ALBANY — New York State’s revenue collections keep coming up short.
The state’s budget division said Wednesday that lower than expected tax revenue from Wall Street and rising Medicaid costs are driving up the state’s deficit. For the coming fiscal year, which begins on April 1, the deficit is now $8.2 billion, up from $7.4 billion when Gov. David A. Paterson laid out his proposed budget.
Robert L. Megna, the state budget director, said in comments to reporters Wednesday morning that revenue collections from Wall Street banks came in well below expectations and that personal income tax collections over all were about $1 billion below expectations.
“We know that big guys typically pay us at the end of January,” Mr. Megna said, referring to large banks like Goldman Sachs and JPMorgan Chase. “Last week, after the budget came out, they didn’t pay us.”

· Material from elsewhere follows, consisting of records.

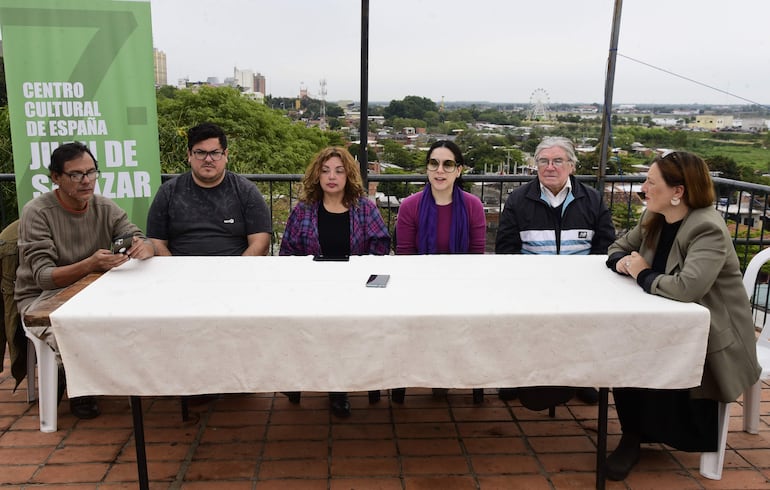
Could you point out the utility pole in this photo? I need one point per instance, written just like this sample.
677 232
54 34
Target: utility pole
609 86
363 126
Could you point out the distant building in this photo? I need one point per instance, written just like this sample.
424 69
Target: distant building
161 73
260 84
712 121
244 79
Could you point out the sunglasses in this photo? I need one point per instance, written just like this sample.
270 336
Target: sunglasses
449 165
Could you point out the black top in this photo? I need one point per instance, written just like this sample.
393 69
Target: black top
333 232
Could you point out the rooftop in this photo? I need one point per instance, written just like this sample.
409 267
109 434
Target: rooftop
261 441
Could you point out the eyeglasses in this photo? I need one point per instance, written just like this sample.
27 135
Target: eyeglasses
449 165
336 171
215 155
78 176
556 162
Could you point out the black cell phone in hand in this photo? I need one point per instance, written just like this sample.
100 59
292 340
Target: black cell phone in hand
121 244
377 280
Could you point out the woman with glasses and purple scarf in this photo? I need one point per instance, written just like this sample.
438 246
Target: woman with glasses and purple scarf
442 218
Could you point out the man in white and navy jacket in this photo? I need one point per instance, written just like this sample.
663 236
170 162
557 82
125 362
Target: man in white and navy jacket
554 214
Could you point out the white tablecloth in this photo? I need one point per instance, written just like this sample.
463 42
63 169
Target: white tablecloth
192 325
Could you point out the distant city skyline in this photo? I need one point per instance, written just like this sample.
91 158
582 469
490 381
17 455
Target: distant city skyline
497 51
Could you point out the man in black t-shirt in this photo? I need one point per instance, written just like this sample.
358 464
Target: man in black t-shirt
209 210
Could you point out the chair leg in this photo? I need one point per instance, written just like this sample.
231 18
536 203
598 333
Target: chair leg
478 396
711 463
31 362
751 398
398 394
185 408
48 378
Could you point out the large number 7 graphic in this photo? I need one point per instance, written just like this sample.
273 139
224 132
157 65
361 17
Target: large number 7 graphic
112 29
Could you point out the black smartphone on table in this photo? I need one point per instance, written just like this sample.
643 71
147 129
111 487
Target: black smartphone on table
378 280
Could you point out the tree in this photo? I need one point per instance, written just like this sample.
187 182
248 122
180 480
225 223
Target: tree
260 140
411 107
727 166
3 89
398 155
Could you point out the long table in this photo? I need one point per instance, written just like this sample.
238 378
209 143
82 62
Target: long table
195 325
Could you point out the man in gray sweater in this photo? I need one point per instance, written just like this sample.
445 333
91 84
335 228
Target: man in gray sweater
66 234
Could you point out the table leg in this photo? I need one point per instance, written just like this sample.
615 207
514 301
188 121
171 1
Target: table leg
141 453
601 443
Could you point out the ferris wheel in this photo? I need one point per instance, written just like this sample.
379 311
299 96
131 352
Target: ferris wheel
538 105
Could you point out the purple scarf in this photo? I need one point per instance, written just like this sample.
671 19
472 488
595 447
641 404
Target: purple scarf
428 223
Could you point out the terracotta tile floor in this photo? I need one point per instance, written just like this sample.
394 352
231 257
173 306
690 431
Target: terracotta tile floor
261 441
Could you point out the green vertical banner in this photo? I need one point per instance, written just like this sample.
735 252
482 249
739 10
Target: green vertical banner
82 70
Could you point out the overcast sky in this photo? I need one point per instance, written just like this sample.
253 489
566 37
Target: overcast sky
493 50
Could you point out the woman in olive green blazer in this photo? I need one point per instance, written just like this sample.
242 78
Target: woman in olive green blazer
681 249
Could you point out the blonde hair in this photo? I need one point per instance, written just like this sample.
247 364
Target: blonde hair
311 186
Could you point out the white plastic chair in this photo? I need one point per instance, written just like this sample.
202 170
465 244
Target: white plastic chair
711 463
48 381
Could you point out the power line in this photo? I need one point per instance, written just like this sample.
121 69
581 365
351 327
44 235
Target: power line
692 80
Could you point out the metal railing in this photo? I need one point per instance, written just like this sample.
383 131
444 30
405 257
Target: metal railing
745 206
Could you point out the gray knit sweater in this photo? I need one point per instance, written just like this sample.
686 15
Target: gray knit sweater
50 236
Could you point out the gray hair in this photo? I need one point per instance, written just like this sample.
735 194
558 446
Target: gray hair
560 142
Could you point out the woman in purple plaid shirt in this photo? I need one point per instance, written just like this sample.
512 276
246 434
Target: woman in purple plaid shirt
334 219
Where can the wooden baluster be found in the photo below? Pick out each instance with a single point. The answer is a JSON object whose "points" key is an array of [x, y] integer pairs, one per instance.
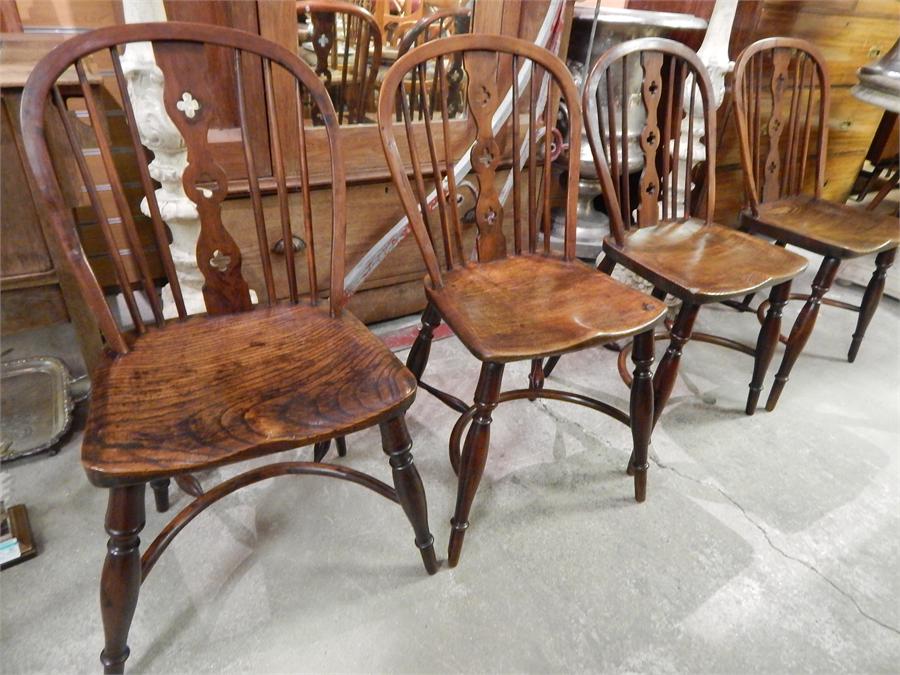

He offered a number of theories that might explain why the payments were delayed — more bonus payments made in stock, payments being spread out over a longer period — but added that the state was not expecting the lowered payments to be fully made up in the coming weeks.
Spending on Medicaid also continues to rise faster than expected as the economic crisis has driven more people to enroll. Costs are $400 million higher than expected in the coming year, the budget office said.
In other dismal budget news, the office of Comptroller Thomas P. DiNapoli says there is more budget balancing to be done in the last two months of the current fiscal year. Mr. DiNapoli’s office said the current deficit was roughly $1 billion, about twice what the governor had forecast.
“I called the budget passed last April a buy-time budget,” Mr. DiNapoli said in a statement, “but it didn’t buy all that much time.”